The guard, who was bleary-eyed after we’d roused him from sleeping at his post, stared at the gargoyle, then me. “You’re from Aisling, of course.” He began to stammer. “Forgive me. It’s an honor, you being here.”

“Quite. So please. Go inside and alert a member of the knighthood that there is a Diviner in need of assistance.”

The guard looked even more uncomfortable. “Neither the king nor the knighthood are here, Diviner.”

“All of them are gone?”

“Far as I know.”

“Where, exactly?”

“The Seacht.”

“When will they be back?”

He squirmed. “I don’t know.”

“Have there been Diviners besides me here these last few days?”

His armor rattled. “I don’t know that either, I’m afraid.”

“Is that common in the king’s service?” the gargoyle pondered. “An abysmal lack of knowledge?”

I blew air into my cheeks. “There must be someone I can speak to.”

“I’ll go see.” The guard was off in an instant, making his way toward the castle, leaving the gargoyle and me with our fists locked around the gate’s iron bars.

“He didn’t even invite me in.” The gargoyle stuck out his stone tongue. “A prodigious idiot.”

We waited.
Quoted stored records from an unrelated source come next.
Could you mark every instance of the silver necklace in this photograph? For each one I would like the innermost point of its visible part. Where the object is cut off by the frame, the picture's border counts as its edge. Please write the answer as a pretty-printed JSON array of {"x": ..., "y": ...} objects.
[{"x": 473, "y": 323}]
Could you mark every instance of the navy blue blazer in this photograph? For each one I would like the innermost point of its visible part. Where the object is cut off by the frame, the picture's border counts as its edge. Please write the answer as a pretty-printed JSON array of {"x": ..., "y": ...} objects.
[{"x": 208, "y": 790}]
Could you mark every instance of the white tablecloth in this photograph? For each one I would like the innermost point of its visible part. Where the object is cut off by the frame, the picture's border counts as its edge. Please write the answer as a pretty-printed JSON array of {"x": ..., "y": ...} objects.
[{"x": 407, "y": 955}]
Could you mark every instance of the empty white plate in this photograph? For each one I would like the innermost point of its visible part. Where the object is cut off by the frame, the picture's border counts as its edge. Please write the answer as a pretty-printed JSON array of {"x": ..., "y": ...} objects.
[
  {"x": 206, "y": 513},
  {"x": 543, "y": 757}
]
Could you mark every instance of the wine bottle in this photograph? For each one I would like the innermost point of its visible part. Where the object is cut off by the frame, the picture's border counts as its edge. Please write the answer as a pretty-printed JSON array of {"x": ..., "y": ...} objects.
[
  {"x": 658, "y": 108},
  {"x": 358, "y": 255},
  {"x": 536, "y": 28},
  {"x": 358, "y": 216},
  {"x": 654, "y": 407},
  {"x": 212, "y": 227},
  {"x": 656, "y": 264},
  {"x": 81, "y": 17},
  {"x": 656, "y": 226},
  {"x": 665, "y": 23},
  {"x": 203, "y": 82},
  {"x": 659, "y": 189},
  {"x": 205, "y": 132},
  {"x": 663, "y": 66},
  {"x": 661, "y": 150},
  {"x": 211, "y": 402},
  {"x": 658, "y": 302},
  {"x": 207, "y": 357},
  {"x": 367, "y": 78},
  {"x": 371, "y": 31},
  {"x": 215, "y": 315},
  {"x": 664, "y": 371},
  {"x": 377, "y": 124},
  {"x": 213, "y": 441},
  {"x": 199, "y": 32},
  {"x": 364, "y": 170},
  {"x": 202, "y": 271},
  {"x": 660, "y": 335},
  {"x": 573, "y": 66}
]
The night was a purple blanket, soft and silent. Then—

Laughter echoed behind me, and with it, the rolling noise of a cart.

“Told you,” came a loud, slurring voice. “Gargoyle. Right fuckin’ there.” There were shouts. Gasps. “And a Diviner!”

It was the same cart as before, only now it was coming toward me, rolling onto the drawbridge. Bathed in Castle Luricht’s torchlight, I noted several men inside. Their clothes were wrinkled, their eyes glassy, their mouths drawn in lazy smiles. Even at a distance I could smell the ale.